こういうときに限って、全然関係ない本を読んでみたくなる。
松本清張の短編小説「日光中宮祠事件」を読んでいたら、こんな表現にぶつかった。
「唐突なことをここに書くようだけれど、私は以前から岡本綺堂の「半七捕物帳」の愛読者である。いわゆる捕物帳ものは、「半七」以外には認めていない。ことに半七老人の前書は絶妙である。江戸の古い姿を伝える饒舌(おしゃべり)につづいて、
『あいかわらずわたくしのお話は長くって、ご退屈かもしれませんが、いつもの癖だと思ってお聞き流しを願います。嘉永六年十二月初めの寒い日でした…』
というような語り口は、心にくいくらい巧い。

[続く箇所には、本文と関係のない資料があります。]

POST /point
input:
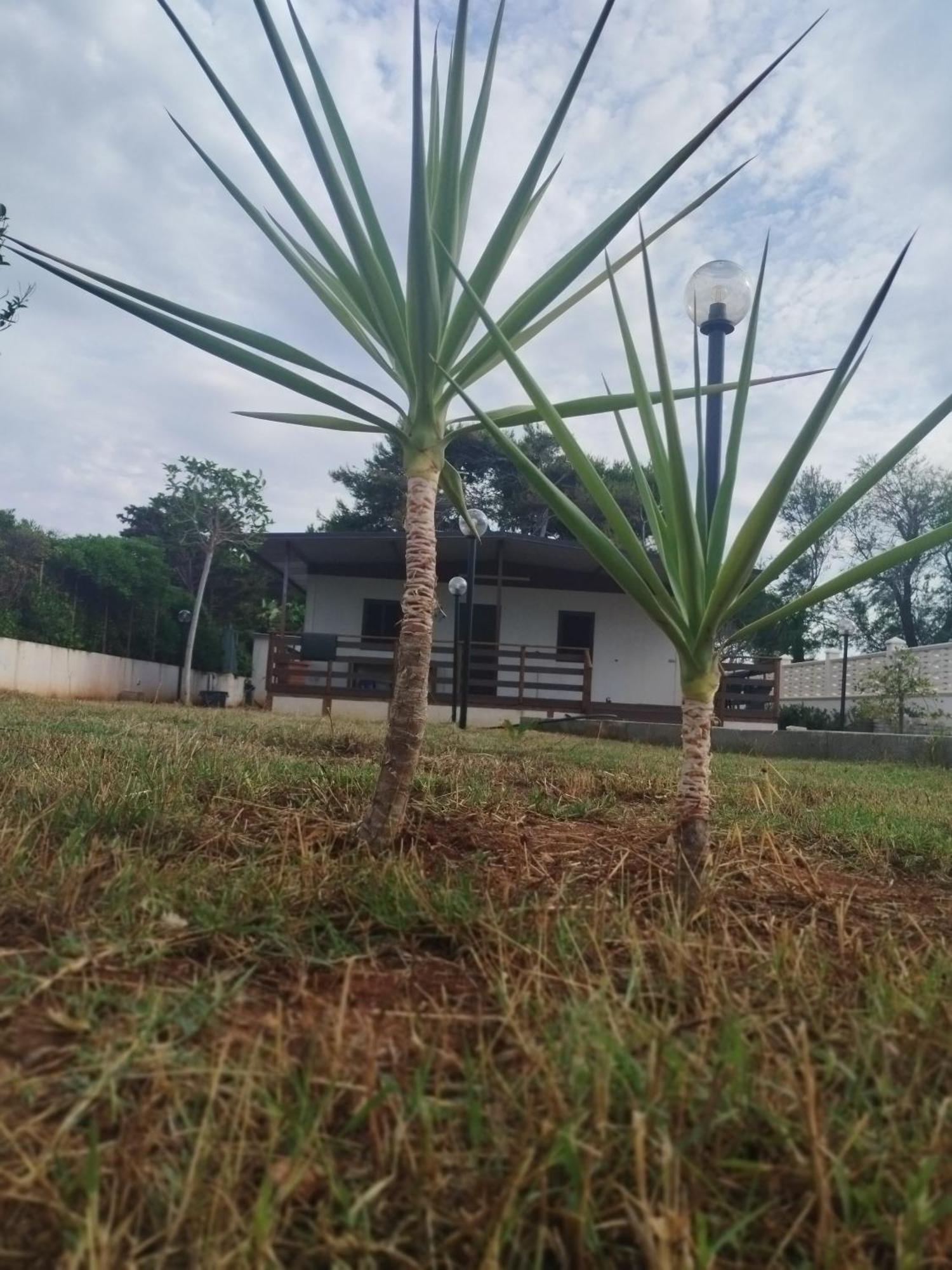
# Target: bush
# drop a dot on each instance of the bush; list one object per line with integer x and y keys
{"x": 808, "y": 717}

」
松本清張が他の作家の小説を引用して、そこから話を展開していくのはよくあることで、私が好きなスタイルなのだが、この小説では、半七老人が昔話を語るという「半七捕物帳」のスタイルをまねて、ある刑事が事件を述懐する形で、話が進んでゆく。言ってみれば、この小説で松本清張は、「半七捕物帳」の語り口をまねたのである。

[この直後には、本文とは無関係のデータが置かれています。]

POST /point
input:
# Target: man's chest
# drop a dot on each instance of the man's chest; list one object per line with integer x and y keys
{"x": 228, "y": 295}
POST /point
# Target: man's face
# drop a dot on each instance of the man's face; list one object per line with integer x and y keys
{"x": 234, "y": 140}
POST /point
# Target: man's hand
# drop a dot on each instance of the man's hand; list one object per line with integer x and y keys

私は、松本清張が引用したこのたった2,3行の前口上で、すっかり「半七捕物帳」が読みたくなった。
この前口上は、「半七捕物帳」の、どのエピソードに出てくるのか?
調べてみると、「半七捕物帳」第61話「吉良の脇指」の中に出てくる前口上だとわかった。
「あいかわらずわたくしのお話は長くって、ご退屈かもしれませんが、いつもの癖だと思ってお聞き流しを願います。」
私のよく書くクドい文章の前口上としても、そっくりそのままあてはまる。
語り口が心地よいので、韓国から戻ったら、少しずつ「半七捕物帳」を読み進めていくことにしよう。